Biochem Biophys Res Commun. 2003 Nov 7;311(1):215-22. doi: 10.1016/j.bbrc.2003.09.198.
Incorporated with the Z curve method, the technique of wavelet multiresolution (also known as multiscale) analysis has been proposed to identify the boundaries of isochores in the human genome. The human MHC sequence and the longest contigs of human chromosomes 21 and 22 are used as examples. The boundary between the isochores of Class III and Class II in the MHC sequence has been detected and found to be situated at the position 2,490,368bp. This result is in good agreement with the experimental evidence. An isochore with a length of about 7Mb in chromosome 21 has been identified and found to be gene- and Alu-poor. We have also found that the G+C content of chromosome 21 is more homogeneous than that of chromosome 22. Compared with the window-based methods, the present method has the highest resolution for identifying the boundaries of isochores, even at a scale of single base. Compared with the entropic segmentation method, the present method has the merits of more intuitiveness and less calculations. The important conclusion drawn in this study is that the segmentation points, at which the G+C content undergoes relatively dramatic changes, do exist in the human genome. These 'singularity' points may be considered to be candidates of isochore boundaries in the human genome. The method presented is a general one and can be used to analyze any other genomes.
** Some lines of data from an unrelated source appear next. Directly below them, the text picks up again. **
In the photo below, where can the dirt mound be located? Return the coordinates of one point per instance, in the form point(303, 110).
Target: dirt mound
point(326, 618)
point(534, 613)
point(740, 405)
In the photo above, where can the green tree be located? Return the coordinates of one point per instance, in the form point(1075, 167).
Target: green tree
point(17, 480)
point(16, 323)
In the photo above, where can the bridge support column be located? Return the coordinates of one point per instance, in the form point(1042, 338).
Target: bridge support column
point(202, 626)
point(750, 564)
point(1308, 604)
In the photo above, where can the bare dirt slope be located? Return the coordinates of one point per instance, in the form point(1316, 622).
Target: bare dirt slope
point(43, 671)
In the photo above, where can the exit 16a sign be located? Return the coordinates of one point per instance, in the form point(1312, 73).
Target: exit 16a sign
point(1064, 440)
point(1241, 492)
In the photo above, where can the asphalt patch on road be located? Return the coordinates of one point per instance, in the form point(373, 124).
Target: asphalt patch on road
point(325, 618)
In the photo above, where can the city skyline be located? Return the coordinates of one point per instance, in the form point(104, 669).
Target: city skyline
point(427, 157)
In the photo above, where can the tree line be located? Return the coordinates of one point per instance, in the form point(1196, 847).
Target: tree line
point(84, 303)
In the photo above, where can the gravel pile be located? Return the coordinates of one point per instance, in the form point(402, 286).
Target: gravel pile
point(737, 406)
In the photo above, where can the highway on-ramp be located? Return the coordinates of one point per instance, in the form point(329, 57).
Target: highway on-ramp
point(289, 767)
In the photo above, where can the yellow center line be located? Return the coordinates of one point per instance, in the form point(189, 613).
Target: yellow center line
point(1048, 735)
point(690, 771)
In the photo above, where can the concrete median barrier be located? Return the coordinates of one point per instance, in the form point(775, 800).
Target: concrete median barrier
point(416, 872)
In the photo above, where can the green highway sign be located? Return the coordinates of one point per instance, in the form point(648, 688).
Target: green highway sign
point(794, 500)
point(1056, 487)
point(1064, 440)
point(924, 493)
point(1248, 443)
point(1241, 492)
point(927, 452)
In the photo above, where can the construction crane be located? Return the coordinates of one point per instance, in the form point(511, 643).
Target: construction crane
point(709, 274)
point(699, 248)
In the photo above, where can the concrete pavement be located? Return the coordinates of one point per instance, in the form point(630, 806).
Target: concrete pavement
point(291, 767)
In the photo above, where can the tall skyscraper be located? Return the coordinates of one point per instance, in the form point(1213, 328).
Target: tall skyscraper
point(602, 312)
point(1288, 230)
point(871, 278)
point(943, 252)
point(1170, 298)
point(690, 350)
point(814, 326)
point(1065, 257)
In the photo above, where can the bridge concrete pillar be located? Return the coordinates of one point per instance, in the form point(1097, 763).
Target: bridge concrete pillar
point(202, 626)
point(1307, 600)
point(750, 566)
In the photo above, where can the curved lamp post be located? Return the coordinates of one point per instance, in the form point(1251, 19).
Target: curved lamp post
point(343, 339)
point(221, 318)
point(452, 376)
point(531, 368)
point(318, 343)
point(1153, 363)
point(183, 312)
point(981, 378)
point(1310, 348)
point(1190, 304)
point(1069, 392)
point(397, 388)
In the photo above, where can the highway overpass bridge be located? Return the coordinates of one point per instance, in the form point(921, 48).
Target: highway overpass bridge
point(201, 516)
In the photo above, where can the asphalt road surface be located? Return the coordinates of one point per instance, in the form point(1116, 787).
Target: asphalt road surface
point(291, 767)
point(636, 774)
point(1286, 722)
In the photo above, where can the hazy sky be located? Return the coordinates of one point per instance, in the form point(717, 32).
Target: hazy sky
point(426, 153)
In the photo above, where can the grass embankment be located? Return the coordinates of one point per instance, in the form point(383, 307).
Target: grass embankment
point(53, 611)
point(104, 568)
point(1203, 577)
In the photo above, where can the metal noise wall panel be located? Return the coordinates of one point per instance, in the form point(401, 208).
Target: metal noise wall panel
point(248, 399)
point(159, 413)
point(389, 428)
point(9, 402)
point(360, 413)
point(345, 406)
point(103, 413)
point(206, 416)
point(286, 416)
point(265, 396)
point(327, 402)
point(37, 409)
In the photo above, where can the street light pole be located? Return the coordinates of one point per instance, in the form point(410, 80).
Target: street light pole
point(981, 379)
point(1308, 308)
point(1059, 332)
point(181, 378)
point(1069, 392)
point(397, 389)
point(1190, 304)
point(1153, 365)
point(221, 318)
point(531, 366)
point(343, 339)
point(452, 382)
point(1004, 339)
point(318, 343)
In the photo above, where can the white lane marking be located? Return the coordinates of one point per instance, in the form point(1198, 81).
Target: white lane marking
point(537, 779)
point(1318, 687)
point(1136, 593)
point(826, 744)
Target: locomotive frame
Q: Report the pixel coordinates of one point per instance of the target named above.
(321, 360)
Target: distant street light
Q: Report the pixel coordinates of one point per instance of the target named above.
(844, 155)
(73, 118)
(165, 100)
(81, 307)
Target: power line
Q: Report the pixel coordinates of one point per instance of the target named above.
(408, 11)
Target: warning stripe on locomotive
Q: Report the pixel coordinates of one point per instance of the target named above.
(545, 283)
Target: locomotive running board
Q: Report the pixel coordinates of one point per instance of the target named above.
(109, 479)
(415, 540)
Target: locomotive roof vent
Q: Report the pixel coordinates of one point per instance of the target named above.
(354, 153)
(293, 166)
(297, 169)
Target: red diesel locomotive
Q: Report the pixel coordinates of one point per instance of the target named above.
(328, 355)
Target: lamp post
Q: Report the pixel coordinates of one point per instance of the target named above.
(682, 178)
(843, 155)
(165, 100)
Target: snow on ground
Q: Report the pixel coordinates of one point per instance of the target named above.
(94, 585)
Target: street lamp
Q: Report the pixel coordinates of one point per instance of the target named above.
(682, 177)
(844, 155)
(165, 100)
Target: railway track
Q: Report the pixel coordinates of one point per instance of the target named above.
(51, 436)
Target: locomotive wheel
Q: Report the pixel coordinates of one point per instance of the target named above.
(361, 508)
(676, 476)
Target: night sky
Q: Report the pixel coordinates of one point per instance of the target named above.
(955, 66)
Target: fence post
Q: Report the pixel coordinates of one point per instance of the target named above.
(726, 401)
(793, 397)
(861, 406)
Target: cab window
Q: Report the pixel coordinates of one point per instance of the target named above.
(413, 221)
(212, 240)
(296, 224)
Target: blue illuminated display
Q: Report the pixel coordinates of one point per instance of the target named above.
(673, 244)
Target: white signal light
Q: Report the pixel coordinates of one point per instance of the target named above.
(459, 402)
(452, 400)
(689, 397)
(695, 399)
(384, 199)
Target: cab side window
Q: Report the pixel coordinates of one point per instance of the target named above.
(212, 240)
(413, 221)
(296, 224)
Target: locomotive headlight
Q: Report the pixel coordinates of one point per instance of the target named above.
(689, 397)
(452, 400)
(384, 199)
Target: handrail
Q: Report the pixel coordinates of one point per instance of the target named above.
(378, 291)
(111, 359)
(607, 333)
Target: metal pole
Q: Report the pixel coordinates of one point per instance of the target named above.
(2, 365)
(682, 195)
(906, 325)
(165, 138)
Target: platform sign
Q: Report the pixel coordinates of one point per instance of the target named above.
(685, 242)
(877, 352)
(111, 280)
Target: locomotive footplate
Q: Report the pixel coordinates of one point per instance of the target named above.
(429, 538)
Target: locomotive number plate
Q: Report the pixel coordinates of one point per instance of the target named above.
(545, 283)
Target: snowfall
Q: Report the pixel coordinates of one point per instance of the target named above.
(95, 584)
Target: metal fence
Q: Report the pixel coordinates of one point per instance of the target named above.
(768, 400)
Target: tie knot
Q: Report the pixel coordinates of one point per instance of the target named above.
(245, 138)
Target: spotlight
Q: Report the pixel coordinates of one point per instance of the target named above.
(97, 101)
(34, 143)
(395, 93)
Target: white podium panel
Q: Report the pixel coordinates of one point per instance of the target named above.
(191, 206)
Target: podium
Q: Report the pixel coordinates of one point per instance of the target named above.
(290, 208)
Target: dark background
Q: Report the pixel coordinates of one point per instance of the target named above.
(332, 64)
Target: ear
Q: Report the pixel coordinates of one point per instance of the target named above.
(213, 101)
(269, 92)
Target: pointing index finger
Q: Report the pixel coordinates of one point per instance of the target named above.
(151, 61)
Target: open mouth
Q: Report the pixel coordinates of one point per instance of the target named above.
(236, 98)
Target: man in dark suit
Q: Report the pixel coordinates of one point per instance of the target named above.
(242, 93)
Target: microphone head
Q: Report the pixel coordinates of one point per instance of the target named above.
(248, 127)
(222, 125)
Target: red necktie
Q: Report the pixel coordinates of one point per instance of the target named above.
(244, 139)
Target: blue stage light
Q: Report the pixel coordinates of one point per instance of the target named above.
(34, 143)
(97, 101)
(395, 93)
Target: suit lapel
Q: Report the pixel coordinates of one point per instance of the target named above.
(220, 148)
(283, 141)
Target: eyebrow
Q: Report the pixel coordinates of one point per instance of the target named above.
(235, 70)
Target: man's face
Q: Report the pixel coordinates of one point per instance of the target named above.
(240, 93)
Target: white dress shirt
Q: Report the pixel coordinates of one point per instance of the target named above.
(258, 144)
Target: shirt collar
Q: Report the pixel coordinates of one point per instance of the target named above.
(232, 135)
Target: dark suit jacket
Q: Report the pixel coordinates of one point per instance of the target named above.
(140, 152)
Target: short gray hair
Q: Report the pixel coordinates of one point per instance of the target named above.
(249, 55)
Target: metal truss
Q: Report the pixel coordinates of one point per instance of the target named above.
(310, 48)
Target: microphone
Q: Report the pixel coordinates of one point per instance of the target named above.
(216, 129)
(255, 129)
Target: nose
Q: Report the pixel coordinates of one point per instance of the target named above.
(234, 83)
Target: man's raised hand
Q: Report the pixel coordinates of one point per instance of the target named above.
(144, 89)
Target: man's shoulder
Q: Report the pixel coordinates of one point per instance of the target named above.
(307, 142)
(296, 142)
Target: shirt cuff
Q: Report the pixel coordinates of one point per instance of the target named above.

结合Z曲线方法,提出了小波多分辨率(也称为多尺度)分析技术来识别人类基因组中同线区的边界。以人类MHC序列以及人类21号和22号染色体的最长重叠群为例。已检测到MHC序列中III类和II类同线区之间的边界,发现其位于2,490,368bp处。这一结果与实验证据高度吻合。在21号染色体中识别出了一个长度约为7Mb的同线区,发现其基因和Alu序列较少。我们还发现,21号染色体的G+C含量比22号染色体更均匀。与基于窗口的方法相比,本方法在识别同线区边界方面具有最高分辨率,甚至在单碱基尺度上也是如此。与熵分割方法相比,本方法具有更直观、计算量更小的优点。本研究得出的重要结论是,在人类基因组中确实存在G+C含量发生相对剧烈变化的分割点。这些“奇异”点可被视为人类基因组中同线区边界的候选点。所提出的方法是一种通用方法,可用于分析任何其他基因组。